Edward Heron-Allen acquired the Amethyst as its final owner in 1890. He claimed that, in a desperate attempt to escape the stone’s curse, he flung the gem into a canal — but it washed ashore and was returned to him several months later. More than a century passed when a member of the Natural History Museum was transporting the stone and soon found himself trapped in a furious, ominous thunderstorm.
The Black Orlov Diamond
Also known as the Eye of Brahma, the Black Orlov Diamond was allegedly stolen from the statue of the Hindu god Brahma. Noticing a pattern, here? These curses appear to be rooted in similar kinds of sensational storytelling, most likely in an attempt to generate popular interest and increase sales.

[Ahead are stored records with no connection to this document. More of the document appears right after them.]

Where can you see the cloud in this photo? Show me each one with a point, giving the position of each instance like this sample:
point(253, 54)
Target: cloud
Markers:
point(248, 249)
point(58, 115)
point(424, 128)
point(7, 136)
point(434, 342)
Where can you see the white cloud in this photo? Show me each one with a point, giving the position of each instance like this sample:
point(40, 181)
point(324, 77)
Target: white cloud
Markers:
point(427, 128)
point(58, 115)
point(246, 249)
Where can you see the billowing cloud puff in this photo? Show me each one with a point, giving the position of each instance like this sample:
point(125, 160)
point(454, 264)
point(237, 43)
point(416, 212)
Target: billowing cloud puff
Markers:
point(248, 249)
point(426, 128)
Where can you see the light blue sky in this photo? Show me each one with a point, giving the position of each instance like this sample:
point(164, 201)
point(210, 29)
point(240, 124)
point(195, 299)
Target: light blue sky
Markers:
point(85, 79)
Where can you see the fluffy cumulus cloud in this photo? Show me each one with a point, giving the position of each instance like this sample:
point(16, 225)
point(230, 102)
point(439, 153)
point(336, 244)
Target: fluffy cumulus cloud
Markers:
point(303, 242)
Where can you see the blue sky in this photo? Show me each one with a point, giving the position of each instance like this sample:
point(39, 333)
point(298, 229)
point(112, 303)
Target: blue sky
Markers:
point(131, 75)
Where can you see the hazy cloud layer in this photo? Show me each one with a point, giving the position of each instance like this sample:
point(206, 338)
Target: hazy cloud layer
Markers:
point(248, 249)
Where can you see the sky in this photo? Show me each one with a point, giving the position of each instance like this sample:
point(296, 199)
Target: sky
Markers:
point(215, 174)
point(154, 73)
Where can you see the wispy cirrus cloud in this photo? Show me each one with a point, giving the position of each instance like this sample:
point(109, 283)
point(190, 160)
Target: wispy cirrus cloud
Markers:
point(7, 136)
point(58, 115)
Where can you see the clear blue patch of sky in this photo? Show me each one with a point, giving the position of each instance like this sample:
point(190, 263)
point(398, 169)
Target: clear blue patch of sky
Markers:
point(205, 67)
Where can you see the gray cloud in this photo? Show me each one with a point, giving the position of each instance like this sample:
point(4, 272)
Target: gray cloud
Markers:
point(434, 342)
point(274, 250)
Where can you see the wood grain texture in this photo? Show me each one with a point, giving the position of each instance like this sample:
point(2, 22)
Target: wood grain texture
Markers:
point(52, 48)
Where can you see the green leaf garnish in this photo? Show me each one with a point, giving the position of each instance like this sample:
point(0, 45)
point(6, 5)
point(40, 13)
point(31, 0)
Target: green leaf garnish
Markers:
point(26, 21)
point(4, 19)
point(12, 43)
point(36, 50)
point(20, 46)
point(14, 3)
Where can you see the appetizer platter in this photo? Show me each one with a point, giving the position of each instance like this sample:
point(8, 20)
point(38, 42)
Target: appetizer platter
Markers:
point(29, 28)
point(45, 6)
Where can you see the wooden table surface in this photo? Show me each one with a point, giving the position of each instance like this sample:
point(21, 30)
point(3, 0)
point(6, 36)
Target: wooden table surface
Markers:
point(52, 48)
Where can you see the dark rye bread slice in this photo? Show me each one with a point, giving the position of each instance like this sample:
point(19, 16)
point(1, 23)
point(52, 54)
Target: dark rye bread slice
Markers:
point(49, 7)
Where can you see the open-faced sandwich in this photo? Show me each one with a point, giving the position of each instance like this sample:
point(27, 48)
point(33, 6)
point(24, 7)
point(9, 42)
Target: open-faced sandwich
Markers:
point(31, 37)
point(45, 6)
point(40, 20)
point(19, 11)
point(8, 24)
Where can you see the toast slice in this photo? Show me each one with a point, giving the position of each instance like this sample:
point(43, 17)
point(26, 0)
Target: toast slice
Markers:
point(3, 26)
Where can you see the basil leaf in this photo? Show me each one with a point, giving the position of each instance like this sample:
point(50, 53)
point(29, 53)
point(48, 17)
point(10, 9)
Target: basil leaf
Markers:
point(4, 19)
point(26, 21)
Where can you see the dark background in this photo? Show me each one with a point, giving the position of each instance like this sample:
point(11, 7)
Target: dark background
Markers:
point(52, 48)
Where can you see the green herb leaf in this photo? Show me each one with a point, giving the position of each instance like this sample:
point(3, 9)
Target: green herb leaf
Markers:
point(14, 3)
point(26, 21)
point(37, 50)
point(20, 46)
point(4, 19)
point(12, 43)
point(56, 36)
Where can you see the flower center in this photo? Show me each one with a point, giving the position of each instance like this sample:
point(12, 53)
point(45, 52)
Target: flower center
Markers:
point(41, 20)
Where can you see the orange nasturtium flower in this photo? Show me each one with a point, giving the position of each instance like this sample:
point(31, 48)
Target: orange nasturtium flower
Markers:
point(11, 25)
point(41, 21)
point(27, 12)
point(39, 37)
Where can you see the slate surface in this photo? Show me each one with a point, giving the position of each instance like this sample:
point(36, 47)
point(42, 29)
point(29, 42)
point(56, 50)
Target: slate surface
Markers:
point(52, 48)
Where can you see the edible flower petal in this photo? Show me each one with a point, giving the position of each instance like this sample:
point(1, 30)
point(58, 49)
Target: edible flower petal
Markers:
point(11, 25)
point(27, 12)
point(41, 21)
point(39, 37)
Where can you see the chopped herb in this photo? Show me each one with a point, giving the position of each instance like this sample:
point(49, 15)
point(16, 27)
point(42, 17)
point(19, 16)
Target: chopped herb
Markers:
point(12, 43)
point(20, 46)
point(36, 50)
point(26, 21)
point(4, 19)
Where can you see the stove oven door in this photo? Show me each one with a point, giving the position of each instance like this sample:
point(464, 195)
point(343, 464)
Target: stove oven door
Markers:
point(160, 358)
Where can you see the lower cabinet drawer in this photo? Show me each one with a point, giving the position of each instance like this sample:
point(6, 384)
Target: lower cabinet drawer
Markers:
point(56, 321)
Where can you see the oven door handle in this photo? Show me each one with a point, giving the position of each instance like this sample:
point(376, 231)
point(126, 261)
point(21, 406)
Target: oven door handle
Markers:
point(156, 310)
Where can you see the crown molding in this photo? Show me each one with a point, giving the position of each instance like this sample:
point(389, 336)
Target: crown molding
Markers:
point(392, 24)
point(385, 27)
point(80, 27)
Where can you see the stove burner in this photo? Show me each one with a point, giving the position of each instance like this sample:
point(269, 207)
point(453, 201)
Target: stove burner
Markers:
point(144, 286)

Nevertheless, it has been said that those in possession of the Black Orlov Diamond have encountered pretty horrific deaths. In 1947, Princess Nadia Vyegin-Orlov and Princess Leonila Galitsine-Bariatinsky committed suicide by leaping to their deaths. Several years later, an American jeweler committed suicide by jumping from a New York skyscraper. The stone was eventually cut into three separate pieces in an attempt to put an end to these disasters.